The space agency’s Terra satellite was flying over the Gulf of Mexico earlier this year when one of its instruments captured an image of the strange-looking bubbles.
Some viewers have suggested these could be the signature of UFOs (or UAP)while others have likened them to holes in the atmosphere.
In fact, they are a phenomenon called cavum clouds, also known as fallstreak holes or hole-punch clouds.
When cavum clouds were first observed in the 1940s, experts couldn’t work out what caused them.
This, inevitably, prompted a number of theories, including that they were formed by flying saucers.
It took another 70 years for scientists to finally figure out that the explanation was a lot less sci-fi worthy: the clouds are actually caused by airplanes.
Another cavum cloud pictured over southeastern France on January 14, 2023(Adam Voiland/NASA Earth Observatory)
The formations are created when planes pass through banks of altocumulus clouds – mid-level patches of clouds, called cloudlets, which most commonly take the shape of rounded clumps, as the Met Office explains.
As air moves around the plane, a process called adiabatic expansion can make water droplets in the cloudlets freeze into ice crystals.
These crystals eventually grow heavy and fall out of the sky, leaving a hole in the cloud layer, NASA noted in an Instagram post.
In the image taken thanks to NASA’s Terra satellite, the falling ice crystals appear in the centre of the holes as wispy white trails of precipitation that never reach the ground – these features are called virga.

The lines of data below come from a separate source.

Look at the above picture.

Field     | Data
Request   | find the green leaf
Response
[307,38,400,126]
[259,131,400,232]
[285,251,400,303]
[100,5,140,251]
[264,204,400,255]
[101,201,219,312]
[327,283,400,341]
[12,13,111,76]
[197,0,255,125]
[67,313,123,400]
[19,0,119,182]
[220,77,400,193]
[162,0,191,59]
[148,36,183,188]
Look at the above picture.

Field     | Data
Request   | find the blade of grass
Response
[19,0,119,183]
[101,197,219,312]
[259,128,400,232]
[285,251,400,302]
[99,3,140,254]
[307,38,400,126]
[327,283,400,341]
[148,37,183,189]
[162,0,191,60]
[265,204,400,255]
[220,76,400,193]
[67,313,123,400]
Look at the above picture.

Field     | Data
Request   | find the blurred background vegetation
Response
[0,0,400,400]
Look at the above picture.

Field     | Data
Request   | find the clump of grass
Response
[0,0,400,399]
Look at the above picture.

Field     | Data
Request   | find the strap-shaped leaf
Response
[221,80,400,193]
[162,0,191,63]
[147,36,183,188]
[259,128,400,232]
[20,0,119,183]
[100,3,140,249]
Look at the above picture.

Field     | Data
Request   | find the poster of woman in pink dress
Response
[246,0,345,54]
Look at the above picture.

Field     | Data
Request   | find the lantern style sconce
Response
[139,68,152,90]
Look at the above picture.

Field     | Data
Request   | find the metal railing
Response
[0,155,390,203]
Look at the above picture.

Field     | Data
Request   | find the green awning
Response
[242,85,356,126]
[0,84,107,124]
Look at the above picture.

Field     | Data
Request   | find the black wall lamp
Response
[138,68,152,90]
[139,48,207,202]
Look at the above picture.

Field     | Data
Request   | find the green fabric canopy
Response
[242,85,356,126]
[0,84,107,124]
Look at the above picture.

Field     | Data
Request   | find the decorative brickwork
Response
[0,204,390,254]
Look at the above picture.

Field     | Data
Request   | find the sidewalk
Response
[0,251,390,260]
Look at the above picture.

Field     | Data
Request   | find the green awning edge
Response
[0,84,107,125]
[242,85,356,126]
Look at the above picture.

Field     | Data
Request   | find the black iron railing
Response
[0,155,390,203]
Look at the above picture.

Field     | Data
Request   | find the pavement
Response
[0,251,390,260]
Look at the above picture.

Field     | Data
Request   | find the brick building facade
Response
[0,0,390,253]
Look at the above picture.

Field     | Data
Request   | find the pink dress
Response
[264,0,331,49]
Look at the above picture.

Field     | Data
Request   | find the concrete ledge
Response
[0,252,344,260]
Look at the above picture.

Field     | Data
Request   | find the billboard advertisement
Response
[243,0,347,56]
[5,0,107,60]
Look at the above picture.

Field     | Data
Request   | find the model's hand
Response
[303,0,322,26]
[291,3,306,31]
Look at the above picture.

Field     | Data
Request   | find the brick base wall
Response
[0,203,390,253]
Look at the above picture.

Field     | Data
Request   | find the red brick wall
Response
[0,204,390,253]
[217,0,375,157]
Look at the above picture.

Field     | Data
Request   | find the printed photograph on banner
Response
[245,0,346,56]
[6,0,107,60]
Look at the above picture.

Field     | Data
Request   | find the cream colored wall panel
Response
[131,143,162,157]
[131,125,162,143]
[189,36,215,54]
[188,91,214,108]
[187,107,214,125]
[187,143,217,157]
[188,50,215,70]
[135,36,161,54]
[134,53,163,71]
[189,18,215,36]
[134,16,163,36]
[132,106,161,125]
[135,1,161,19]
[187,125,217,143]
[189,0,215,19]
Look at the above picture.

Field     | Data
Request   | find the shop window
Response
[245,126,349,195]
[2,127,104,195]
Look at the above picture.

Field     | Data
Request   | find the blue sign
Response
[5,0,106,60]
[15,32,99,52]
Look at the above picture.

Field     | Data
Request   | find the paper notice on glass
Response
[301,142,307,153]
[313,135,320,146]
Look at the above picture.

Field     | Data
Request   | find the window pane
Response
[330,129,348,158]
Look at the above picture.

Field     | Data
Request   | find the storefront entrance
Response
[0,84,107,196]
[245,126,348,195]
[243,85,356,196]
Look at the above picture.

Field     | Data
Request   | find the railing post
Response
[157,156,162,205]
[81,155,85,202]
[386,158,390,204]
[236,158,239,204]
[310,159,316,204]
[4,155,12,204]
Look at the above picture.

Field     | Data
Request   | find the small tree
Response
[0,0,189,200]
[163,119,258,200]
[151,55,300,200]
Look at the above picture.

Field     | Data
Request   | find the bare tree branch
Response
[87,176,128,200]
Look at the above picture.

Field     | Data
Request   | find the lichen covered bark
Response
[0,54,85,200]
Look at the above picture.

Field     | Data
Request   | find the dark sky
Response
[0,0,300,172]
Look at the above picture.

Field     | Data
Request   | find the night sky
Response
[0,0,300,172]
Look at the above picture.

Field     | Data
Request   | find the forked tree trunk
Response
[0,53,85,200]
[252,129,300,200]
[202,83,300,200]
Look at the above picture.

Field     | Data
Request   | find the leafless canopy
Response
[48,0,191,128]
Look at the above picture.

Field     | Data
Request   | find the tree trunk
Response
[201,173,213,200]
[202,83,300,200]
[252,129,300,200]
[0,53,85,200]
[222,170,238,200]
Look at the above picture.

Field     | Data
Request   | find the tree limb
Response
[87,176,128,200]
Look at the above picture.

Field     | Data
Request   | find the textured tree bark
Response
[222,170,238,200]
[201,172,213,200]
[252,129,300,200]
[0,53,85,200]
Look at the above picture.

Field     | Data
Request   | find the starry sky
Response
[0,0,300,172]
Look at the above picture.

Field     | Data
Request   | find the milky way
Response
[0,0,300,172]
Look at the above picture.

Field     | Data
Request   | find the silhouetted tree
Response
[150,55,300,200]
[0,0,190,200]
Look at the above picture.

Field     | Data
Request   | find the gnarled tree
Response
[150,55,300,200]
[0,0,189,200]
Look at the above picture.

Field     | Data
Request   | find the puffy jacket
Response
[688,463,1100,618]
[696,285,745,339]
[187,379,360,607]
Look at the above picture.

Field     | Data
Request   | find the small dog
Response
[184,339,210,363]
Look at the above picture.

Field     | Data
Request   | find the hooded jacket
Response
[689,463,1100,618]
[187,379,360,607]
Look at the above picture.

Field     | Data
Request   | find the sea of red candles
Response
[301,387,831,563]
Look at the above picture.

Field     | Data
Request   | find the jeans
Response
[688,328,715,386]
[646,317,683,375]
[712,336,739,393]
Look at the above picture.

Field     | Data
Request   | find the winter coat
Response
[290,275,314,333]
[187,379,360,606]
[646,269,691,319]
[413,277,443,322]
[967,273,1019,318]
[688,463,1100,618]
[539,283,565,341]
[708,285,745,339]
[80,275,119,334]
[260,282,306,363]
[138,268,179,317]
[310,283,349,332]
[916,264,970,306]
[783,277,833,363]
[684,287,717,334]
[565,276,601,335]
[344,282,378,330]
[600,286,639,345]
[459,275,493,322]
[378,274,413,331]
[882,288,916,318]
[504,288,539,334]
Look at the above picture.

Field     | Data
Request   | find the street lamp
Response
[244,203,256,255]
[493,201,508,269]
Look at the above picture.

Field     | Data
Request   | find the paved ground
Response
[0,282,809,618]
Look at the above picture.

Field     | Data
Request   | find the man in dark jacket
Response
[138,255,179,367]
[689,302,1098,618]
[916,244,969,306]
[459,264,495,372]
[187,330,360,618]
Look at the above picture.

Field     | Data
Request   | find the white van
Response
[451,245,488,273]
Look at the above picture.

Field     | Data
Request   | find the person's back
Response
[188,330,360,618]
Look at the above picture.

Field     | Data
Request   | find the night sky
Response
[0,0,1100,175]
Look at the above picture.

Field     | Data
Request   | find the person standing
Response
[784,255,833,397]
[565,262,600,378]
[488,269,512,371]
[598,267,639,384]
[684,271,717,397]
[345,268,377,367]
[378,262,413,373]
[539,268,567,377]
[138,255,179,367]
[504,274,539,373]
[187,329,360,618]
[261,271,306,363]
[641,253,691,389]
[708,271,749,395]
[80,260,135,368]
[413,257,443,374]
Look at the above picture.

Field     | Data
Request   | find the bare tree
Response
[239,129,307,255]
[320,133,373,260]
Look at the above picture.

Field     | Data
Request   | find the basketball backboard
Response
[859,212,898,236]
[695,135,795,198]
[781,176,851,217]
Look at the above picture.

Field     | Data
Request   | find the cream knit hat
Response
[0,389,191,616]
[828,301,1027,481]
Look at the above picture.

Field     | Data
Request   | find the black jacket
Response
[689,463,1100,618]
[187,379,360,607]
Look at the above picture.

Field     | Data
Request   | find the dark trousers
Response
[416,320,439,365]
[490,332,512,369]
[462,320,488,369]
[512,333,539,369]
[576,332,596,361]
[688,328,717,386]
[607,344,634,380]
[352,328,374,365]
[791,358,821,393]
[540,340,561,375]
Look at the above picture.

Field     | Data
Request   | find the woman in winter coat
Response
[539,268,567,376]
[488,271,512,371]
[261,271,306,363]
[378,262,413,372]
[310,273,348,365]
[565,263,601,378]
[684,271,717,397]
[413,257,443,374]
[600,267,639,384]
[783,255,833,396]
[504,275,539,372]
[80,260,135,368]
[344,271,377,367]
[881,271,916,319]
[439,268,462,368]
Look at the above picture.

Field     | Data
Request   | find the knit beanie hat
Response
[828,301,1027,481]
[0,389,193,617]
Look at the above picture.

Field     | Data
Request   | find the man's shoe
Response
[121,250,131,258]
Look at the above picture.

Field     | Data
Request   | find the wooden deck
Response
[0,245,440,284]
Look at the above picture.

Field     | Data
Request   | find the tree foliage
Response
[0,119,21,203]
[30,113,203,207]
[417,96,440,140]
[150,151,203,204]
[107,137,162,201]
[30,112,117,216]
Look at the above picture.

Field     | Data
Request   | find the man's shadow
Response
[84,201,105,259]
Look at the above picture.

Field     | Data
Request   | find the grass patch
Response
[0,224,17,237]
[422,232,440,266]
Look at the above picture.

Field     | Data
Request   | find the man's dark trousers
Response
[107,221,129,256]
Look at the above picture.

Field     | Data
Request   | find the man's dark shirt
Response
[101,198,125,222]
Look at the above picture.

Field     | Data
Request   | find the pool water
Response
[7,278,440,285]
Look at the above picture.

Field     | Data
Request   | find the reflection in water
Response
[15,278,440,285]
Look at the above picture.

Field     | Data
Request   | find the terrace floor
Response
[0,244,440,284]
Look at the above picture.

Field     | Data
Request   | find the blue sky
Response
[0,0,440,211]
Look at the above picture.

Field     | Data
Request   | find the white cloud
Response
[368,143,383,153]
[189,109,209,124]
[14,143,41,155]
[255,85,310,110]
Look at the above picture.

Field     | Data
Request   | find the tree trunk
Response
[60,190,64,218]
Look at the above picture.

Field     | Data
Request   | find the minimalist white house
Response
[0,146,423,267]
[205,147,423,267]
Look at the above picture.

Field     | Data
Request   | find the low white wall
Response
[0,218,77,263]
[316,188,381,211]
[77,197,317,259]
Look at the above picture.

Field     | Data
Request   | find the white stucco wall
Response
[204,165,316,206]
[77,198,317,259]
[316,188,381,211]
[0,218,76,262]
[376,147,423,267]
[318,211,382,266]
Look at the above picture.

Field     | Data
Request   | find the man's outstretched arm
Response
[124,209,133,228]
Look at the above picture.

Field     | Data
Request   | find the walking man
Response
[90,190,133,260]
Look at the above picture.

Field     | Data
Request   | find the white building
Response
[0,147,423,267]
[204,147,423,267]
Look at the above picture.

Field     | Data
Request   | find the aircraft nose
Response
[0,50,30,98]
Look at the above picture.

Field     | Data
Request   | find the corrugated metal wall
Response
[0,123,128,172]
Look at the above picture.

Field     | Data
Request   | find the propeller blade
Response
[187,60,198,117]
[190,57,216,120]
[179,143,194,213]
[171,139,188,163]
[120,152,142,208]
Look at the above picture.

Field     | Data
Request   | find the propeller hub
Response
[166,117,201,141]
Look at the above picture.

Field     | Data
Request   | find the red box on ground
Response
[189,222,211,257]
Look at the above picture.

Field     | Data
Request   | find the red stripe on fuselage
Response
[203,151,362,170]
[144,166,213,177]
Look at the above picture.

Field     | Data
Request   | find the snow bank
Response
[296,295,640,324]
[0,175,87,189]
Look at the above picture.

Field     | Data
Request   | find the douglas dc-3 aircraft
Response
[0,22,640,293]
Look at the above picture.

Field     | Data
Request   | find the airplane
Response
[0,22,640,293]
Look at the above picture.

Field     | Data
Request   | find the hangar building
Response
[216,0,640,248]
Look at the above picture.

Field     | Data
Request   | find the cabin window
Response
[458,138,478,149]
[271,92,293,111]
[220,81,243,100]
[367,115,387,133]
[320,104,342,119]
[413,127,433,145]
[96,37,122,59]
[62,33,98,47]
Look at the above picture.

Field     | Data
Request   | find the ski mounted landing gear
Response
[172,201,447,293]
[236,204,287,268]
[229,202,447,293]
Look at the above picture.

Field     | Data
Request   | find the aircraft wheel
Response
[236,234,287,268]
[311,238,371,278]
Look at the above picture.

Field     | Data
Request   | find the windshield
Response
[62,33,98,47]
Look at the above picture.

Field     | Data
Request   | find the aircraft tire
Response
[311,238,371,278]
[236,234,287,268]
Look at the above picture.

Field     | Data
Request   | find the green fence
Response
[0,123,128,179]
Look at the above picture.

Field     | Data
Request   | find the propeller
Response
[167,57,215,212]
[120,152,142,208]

The photo, which was taken on January 30 of this year, has been met with fascination and delight on social media, and it’s not hard to see why.
The picture shows the green land of southern Florida and the curve of the Florida Keys lined by the turquoise blue of the ocean. This is then framed by white flecks and streaks of cloud, with those bubbling fallstreak holes at the very heart of the action.
It is a stunning scene and a reminder of the fragile beauty of the world we all need to protect.